Title:  Hardware-Friendly Model Compression for DNN Accelerators

Committee: 

Dr. Raychowdhury, Advisor    

Dr. Yu, Chair

Dr. Romberg

Abstract: The objective of the proposed research is to introduce solutions to make powerful Deep Neural Network, DNN, algorithms to be deployable on edge devices through developing hardware-aware DNN compression methods. The rising popularity of intelligent mobile devices and the computational cost of deep learning-based models call for efficient and accurate on-device inference schemes. In particular, we proposed two compression techniques. In the first method, LGPS, we present a hardware-aware pruning method where the locations of non-zero weights are derived in real-time from a LFSR. Using the pro-posed method, we demonstrate a total saving of energy and area up to 63.96% and 64.23%for VGG-16 network on down-sampled ImageNet, respectively for iso-compression-rate and iso-accuracy. Secondly, we propose a novel model compression scheme that allows inference to be carried out using bit-level sparsity, which can be efficiently implemented using in-memory computing macros.

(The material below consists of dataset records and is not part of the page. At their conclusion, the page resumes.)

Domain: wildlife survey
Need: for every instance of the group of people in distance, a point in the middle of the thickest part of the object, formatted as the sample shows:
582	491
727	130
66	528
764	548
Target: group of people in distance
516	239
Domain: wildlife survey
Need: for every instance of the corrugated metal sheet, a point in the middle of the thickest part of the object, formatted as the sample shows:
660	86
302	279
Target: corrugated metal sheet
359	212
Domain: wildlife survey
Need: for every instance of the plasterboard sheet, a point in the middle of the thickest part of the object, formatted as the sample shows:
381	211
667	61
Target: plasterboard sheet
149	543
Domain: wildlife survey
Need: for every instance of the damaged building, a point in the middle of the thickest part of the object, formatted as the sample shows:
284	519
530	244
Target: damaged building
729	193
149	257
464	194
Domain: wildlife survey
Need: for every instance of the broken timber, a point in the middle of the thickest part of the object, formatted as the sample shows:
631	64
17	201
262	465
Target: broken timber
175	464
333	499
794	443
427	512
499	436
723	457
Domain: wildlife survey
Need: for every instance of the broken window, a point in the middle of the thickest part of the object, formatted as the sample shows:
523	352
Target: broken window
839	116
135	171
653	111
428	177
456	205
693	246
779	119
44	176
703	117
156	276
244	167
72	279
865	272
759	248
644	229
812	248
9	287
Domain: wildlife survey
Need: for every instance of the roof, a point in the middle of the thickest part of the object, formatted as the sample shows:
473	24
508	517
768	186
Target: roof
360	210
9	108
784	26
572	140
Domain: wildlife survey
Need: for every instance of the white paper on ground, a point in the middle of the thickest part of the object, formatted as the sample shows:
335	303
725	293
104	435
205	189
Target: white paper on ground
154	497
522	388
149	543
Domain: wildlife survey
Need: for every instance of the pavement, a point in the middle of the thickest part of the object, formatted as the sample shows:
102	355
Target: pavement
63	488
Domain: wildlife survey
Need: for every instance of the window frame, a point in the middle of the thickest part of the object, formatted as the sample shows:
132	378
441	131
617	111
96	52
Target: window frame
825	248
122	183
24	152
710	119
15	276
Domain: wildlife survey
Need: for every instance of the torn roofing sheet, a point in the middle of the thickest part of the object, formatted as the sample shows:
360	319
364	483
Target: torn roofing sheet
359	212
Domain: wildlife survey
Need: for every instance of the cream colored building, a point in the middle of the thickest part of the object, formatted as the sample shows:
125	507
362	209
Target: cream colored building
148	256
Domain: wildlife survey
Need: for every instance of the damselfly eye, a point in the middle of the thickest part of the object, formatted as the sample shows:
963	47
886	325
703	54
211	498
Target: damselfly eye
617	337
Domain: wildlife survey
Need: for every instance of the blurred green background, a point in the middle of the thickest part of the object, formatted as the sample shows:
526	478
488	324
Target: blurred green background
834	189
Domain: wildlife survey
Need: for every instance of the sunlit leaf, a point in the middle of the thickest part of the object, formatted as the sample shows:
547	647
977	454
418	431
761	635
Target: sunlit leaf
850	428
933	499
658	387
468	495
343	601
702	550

We introduce a method called BitS-Net to leverage the benefits of bit-sparsity (where the number of zeros is more than number of ones in binary representation of weight/activation values) when applied to Compute-In-Memory(CIM) with Resistive Random-Access Memory (RRAM) to develop energy efficient DNN accelerators operating in the inference mode. We demonstrate that BitS-Net improves the energy efficiency by up to 5x for ResNet models on the ImageNet dataset.